REAL MADRID
Vinicius desquicia a la Real Sociedad para meterle presión al Barça
El Real Madrid duerme líder tras golear sin Mbappé a un rival desdibujado con dos penaltis que inventó el brasileño junto a los tantos de Gonzalo y Valverde

En esta vida y en cualquiera, ser feliz es beneficioso para la salud. Vinicius, que se ha pasado meses cabreado contra el mundo, sabe que sonreír le beneficia más que el enfrentamiento continuo. Estiliza hasta sus regates y con ellos su volatilidad para que cada entrada parezca un penalti. Rompió la estabilidad emocional de Aramburu el día de San Valentín con dos penas máximas decisivas (le anularon el 'hat-trick') para dejar a la Real en la lona. Dos penaltis en los que el brasileño pasó del estado sólido al líquido. Tres puntos más en un Bernabéu que vio, por un día, el mundo de color de rosa, viendo dormir líder a su equipo tras una goleada.
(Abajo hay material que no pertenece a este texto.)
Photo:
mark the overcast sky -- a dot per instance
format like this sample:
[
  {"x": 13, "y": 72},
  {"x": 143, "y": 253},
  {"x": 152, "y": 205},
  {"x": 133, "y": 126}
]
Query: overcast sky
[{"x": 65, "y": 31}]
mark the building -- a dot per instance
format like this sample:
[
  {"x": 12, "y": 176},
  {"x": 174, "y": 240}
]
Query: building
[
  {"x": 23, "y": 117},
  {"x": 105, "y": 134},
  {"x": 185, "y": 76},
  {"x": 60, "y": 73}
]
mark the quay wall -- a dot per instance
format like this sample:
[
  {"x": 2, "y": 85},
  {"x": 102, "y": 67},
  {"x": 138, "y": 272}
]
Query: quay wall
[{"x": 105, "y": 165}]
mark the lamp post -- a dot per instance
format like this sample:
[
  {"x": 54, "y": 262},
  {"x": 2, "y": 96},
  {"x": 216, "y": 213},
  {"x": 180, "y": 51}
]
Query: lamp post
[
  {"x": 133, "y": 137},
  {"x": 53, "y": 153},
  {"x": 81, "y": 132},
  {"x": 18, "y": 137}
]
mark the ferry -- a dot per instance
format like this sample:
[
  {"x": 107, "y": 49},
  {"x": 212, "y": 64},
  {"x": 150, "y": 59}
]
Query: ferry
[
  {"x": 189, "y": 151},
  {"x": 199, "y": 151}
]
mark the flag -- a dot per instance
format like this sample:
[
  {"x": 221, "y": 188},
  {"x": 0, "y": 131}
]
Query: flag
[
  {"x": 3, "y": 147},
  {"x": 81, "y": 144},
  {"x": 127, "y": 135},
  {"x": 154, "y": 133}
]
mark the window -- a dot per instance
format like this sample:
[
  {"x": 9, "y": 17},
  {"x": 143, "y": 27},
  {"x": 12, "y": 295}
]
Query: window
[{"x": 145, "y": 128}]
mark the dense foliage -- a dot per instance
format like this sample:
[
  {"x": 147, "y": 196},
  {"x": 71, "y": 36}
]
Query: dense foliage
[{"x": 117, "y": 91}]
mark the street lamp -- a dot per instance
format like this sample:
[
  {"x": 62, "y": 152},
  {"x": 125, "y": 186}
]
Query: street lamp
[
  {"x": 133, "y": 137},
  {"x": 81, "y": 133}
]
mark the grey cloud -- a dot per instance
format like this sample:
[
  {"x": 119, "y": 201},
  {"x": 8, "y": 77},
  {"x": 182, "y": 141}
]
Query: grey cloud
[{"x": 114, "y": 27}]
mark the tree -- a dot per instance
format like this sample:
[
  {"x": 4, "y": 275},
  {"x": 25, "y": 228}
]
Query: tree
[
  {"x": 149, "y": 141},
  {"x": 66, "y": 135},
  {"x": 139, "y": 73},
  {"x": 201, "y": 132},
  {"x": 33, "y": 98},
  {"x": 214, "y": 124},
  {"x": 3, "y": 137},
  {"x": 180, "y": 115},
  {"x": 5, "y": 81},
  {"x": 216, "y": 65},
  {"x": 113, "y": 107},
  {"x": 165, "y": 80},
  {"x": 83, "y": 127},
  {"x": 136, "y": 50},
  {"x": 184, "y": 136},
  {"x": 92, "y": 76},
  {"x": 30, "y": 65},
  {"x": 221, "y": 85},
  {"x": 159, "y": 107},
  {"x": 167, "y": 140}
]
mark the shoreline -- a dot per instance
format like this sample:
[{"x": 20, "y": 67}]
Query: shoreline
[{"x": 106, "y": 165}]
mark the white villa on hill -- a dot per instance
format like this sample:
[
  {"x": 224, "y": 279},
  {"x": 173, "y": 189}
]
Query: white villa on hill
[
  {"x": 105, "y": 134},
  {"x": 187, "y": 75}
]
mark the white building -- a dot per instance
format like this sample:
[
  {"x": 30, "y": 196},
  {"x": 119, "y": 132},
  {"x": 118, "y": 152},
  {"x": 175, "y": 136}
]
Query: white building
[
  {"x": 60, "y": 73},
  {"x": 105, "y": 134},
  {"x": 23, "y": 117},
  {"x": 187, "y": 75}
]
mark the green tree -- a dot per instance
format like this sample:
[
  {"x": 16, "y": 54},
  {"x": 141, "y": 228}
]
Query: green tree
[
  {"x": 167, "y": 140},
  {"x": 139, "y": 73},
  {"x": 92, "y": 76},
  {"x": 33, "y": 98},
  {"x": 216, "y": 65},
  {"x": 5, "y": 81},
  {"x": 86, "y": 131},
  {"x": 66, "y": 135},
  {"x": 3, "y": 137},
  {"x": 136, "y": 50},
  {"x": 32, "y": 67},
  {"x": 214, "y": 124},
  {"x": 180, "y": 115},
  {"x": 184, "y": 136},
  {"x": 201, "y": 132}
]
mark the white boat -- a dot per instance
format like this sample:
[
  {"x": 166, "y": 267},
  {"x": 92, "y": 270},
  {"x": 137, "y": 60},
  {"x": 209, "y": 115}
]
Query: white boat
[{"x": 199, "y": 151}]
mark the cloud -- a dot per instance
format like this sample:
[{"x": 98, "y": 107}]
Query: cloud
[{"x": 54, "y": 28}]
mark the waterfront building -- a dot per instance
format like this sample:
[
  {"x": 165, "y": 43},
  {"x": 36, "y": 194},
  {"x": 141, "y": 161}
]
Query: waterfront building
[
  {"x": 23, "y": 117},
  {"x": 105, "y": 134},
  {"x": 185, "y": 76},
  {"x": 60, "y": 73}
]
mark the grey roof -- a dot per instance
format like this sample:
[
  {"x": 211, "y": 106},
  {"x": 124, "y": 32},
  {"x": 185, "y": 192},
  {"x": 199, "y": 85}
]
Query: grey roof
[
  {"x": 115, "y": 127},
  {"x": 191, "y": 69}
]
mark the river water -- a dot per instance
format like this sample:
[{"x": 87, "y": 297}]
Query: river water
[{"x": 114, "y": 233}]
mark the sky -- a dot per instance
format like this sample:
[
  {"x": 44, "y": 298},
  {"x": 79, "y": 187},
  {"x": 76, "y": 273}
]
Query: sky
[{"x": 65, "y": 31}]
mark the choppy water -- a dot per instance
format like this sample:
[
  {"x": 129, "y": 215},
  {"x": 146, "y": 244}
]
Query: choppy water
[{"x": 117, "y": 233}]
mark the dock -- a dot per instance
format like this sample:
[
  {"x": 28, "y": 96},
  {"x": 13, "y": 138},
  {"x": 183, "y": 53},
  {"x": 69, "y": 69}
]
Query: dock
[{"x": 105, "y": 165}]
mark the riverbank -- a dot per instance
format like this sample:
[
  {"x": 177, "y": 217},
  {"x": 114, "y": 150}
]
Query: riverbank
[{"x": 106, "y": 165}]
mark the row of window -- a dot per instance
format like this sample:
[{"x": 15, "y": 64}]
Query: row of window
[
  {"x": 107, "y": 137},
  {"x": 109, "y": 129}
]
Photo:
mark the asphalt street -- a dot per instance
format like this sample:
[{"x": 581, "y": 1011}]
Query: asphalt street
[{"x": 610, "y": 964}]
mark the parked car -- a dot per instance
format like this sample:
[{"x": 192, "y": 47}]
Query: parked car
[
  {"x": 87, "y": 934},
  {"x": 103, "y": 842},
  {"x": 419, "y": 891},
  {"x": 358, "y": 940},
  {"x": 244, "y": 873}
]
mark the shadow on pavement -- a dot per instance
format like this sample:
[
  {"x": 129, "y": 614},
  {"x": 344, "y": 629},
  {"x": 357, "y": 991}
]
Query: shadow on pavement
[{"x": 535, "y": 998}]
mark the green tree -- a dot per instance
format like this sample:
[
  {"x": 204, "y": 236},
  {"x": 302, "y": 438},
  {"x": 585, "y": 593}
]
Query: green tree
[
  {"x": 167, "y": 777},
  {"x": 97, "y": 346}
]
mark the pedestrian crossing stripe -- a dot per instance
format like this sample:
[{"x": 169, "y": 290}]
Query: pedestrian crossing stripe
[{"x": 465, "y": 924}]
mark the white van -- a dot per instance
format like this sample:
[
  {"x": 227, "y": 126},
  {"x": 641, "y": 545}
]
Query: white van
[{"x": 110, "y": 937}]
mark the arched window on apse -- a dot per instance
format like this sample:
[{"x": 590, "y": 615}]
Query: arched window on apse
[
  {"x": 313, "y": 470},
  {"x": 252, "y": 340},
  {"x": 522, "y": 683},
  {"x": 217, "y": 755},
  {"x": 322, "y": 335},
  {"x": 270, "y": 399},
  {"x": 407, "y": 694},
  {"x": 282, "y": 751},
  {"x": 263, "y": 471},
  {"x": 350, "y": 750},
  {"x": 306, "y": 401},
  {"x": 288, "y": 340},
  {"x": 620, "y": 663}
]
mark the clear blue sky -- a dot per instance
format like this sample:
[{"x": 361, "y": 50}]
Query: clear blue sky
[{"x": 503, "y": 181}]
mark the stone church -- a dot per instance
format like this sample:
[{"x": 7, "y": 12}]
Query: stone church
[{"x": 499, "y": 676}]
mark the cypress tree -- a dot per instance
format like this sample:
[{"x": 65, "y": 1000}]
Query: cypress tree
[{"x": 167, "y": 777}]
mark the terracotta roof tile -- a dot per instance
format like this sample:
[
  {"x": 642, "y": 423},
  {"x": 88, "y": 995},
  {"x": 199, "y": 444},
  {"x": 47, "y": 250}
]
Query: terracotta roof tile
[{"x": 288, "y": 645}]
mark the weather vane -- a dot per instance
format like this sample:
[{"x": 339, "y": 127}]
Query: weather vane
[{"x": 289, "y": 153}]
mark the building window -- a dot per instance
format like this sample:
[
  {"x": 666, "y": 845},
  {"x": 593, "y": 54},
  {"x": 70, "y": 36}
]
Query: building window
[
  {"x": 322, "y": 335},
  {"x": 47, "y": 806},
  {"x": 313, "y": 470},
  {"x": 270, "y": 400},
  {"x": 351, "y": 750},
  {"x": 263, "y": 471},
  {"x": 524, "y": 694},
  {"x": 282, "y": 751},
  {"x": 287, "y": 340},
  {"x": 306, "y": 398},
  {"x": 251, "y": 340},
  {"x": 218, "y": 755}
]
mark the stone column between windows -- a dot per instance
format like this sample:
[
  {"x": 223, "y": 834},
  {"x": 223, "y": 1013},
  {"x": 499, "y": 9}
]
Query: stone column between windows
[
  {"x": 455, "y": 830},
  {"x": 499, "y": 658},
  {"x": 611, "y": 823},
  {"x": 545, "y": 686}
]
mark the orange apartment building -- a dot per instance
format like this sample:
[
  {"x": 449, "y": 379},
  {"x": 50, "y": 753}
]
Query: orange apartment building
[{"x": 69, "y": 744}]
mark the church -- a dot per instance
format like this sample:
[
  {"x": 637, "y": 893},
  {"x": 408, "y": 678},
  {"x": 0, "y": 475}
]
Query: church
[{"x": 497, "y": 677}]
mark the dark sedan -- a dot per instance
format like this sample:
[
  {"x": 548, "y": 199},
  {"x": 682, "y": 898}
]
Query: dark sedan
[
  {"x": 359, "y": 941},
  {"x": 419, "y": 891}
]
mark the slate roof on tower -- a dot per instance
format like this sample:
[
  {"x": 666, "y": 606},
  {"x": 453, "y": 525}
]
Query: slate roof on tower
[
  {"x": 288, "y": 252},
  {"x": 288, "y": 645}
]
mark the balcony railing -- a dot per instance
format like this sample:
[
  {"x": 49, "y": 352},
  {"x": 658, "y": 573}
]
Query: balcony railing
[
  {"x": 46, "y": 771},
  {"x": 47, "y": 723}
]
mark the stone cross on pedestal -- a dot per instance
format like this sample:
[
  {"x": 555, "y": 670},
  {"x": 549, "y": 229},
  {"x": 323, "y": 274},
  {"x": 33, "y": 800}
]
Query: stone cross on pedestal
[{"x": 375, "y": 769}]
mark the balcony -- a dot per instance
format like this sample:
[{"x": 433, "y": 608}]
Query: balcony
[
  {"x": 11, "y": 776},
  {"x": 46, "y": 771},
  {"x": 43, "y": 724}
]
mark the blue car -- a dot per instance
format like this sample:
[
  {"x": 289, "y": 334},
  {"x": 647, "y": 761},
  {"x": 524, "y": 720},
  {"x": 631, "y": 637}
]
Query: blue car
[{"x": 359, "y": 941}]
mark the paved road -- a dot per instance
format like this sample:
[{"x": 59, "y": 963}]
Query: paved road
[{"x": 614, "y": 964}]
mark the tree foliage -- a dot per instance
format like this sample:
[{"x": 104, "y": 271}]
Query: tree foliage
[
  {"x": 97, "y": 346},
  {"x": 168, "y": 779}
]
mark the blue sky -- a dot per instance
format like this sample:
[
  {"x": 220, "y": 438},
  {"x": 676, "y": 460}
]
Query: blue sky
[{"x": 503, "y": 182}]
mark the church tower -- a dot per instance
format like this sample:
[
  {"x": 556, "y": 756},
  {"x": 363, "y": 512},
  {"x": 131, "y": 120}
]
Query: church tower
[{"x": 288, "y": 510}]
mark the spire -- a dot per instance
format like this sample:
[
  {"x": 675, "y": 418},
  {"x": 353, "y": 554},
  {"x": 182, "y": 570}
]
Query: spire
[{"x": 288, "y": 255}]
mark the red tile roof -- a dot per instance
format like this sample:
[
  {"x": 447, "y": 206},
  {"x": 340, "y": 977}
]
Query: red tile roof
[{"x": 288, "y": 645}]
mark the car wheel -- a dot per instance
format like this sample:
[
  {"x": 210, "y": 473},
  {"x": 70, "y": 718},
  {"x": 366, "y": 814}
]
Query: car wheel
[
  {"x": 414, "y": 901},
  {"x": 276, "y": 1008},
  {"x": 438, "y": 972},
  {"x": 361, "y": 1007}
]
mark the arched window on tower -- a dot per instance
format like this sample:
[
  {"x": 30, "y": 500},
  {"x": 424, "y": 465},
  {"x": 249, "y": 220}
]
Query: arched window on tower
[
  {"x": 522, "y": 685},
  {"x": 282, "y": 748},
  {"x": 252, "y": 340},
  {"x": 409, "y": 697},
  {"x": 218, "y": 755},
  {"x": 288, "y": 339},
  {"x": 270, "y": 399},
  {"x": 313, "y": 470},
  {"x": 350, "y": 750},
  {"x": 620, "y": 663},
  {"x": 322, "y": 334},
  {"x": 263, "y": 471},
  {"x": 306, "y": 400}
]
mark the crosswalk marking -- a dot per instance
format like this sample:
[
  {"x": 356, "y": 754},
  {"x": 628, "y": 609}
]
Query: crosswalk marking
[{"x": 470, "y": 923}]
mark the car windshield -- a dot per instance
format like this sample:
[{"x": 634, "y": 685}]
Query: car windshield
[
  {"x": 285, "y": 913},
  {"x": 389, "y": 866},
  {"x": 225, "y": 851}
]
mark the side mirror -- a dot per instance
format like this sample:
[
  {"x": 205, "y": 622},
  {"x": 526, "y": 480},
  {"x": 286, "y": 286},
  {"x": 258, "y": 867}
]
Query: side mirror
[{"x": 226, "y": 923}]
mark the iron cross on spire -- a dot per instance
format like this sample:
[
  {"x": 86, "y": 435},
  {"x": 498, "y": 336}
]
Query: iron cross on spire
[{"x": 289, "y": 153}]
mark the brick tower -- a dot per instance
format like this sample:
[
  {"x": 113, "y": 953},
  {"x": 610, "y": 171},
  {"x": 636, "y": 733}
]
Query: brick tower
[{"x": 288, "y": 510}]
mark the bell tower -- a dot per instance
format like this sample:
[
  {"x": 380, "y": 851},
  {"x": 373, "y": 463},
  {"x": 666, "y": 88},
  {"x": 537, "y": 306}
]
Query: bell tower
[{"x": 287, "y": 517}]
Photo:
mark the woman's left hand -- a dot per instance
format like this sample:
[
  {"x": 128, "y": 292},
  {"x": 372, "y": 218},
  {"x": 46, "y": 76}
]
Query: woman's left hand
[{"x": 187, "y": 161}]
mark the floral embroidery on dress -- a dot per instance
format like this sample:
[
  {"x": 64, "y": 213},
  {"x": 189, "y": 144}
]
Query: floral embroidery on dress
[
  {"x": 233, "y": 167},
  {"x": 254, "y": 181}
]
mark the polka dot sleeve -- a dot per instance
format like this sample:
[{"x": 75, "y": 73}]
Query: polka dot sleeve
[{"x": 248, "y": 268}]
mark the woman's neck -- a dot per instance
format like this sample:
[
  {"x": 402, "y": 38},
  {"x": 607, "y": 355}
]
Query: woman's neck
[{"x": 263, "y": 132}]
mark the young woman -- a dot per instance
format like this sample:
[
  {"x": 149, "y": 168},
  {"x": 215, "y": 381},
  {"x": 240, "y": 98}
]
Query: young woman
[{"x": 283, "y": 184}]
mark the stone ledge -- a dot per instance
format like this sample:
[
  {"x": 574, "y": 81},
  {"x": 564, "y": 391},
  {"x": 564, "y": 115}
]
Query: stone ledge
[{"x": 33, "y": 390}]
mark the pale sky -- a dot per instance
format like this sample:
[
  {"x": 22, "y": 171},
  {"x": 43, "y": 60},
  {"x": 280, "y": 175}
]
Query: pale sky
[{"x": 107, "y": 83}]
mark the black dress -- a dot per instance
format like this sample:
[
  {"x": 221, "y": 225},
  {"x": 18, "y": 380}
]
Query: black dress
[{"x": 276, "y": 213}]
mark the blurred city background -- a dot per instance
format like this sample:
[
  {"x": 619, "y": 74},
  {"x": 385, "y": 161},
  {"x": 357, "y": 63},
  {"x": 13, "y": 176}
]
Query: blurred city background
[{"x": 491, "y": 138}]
Placidez con Mbappé suplente
Arbeloa tiene un sofá gris que se ha convertido en el diván de una plantilla donde cada movimiento provoca un efecto dominó. Esta semana sentó en él a Carvajal, que, pese a la presión de los entornos, sobre los que habló el técnico blanco, fue suplente contra la Real Sociedad. Fue titular Trent ante un hueso escaldado por el trajín de la Copa. El inglés no tardó en demostrar que su pie es generosamente mejor que el de la competencia. Es de las pocas ideas que había dejado hasta la fecha.
Puso una parábola para que Gonzalo reivindicase, una vez más, que jugar con delantero centro (cuarta diana en Liga) es indispensable en un equipo que necesita merodear el área para sentirse seguro. Vio el 1-0 desde el banquillo Mbappé, cuya rodilla es una cuestión de Estado y misterio. No notó su ausencia en la primera parte un Madrid ordenado en un 4-4-2 que, si por Arbeloa fuese, sería su refugio de aquí a final de temporada. El reto es mantener la concentración para no caer en jugadas como el penalti que hizo Huijsen.
Un pase entre líneas de Soler para Yangel Herrera descosió la zaga blanca, donde el central quedó retratado al medir mal. Oyarzabal no falló en el 21, como tampoco lo haría minutos después Vinicius. Aramburu jugó con el peligro de que un jugador como el brasileño entre en el área rival, donde el efecto de la gravedad se altera. Hay que ir con manual de prevención de riesgos en cada paso adelante. No falló a lo 'panenka' el brasileño, el recurso más peligroso desde los once metros.
Aunque el verdaderamente nocivo para el rival fue el extremo, que obligó a dos y hasta tres vigilancias de los de Matarazzo. Esta deslocalización de recursos permitió abrir un hueco en la frontal que aprovechó Valverde para llevar el balón a la escuadra de un Remiro que esta noche no tuvo poderes de superhéroe, como contra el Barça. Pudo Gonzalo aumentar la goleada tras un gran pase de Valverde, pero con el 3-1 se llegó al descanso de una forma tan cómoda que hasta al Bernabéu le pareció extraña.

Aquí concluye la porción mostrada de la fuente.